Es liegt nahe, dass vor allem Komponisten solche Lamenti anstimmen – es ist schließlich ihr Metier. Leider sind sie dabei nicht ehrlich. Der Ruhm eines Mozart, Beethoven oder Wagner etwa hat niemanden daran gehindert, nach ähnlichen Höhen zu streben. Der große Mann war insofern ein Glücksfall: Er setzte den verbindlichen Maßstab, den es zu erreichen galt, er inspirierte die Nachgeborenen zur Nachfolge auf höchstem Niveau. Wer wollte bestreiten, dass Schubert und Brahms tatsächlich aus dem Schatten Beethovens getreten sind, dass Mendelssohn fast ein zweiter Mozart war und Bruckner ein symphonischer Meistersinger erster Ordnung!

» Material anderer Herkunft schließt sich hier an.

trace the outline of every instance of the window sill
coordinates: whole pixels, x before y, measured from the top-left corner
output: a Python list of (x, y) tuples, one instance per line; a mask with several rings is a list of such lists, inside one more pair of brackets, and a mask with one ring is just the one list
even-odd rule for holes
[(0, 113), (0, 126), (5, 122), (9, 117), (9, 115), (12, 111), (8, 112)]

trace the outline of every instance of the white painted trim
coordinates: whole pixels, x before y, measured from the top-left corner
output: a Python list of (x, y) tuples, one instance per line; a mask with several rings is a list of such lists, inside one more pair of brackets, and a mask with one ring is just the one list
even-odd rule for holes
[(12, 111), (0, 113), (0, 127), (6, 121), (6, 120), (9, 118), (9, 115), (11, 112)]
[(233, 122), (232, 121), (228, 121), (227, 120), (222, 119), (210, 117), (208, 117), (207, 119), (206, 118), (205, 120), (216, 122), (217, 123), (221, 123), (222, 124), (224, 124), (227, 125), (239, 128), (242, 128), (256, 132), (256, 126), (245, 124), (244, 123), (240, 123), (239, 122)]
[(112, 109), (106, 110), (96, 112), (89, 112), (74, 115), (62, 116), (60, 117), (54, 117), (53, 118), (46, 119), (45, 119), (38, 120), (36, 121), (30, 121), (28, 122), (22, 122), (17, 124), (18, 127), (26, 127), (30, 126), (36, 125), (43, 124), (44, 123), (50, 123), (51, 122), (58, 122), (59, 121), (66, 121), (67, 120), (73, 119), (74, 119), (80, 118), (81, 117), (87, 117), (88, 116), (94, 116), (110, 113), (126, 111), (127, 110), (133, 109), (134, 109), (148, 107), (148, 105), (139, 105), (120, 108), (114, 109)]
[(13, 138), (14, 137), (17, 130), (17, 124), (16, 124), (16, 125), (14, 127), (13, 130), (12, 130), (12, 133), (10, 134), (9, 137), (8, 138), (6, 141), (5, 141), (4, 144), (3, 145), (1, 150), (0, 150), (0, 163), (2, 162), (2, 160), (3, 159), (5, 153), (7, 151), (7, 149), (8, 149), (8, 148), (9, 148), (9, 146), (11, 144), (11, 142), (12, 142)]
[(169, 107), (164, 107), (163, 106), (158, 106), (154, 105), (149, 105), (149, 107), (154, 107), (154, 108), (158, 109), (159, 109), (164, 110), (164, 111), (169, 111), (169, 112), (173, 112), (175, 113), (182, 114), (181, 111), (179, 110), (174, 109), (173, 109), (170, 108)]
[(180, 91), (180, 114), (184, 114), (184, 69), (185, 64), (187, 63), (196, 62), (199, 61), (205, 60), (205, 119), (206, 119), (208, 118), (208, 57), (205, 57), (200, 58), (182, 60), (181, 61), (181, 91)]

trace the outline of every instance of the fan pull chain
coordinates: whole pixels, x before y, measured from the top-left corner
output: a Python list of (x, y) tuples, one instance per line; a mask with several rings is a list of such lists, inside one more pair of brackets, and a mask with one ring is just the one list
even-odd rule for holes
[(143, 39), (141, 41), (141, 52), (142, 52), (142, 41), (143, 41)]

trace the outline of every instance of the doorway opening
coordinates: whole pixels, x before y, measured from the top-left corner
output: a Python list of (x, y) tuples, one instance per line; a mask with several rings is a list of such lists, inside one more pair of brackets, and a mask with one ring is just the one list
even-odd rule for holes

»Eine völlig neue Musik mit klassischen Mitteln«: Jean Sibeliusʼ Erste Symphonie
Wie in der großen weiten Welt verhielt es sich auch in der kleinen finnischen, die im 19. Jahrhundert selbst im Vergleich mit den Nachbarländern äußerst provinziell war. Robert Kajanus beherrschte von 1880 an als Dirigent und Komponist die Szenerie, bevor der neun Jahre jüngere Jean Sibelius öffentlich hervortrat. Bereits 1902 hatte sich letzterer mit der patriotischen Orchesterdichtung Finlandia und den ersten beiden Symphonien als nationales Monument etabliert. Sein Personalstil wurde mehr und mehr als finnischer Stil schlechthin begriffen. Zeitgleich mit der Ersten Symphonie op. 39 entstanden in Dänemark und Schweden ebenfalls bedeutende Beiträge zu dieser Gattung, nämlich Carl Nielsens Zweite mit dem Titel Die vier Temperamente und Hugo Alfvéns Zweite in D-Dur. Doch ein neues Kapitel schlug nur Sibelius auf. Er allein schuf, wie es Otto Klemperer formuliert hat, »mit klassischen Mitteln eine völlig neue Musik«.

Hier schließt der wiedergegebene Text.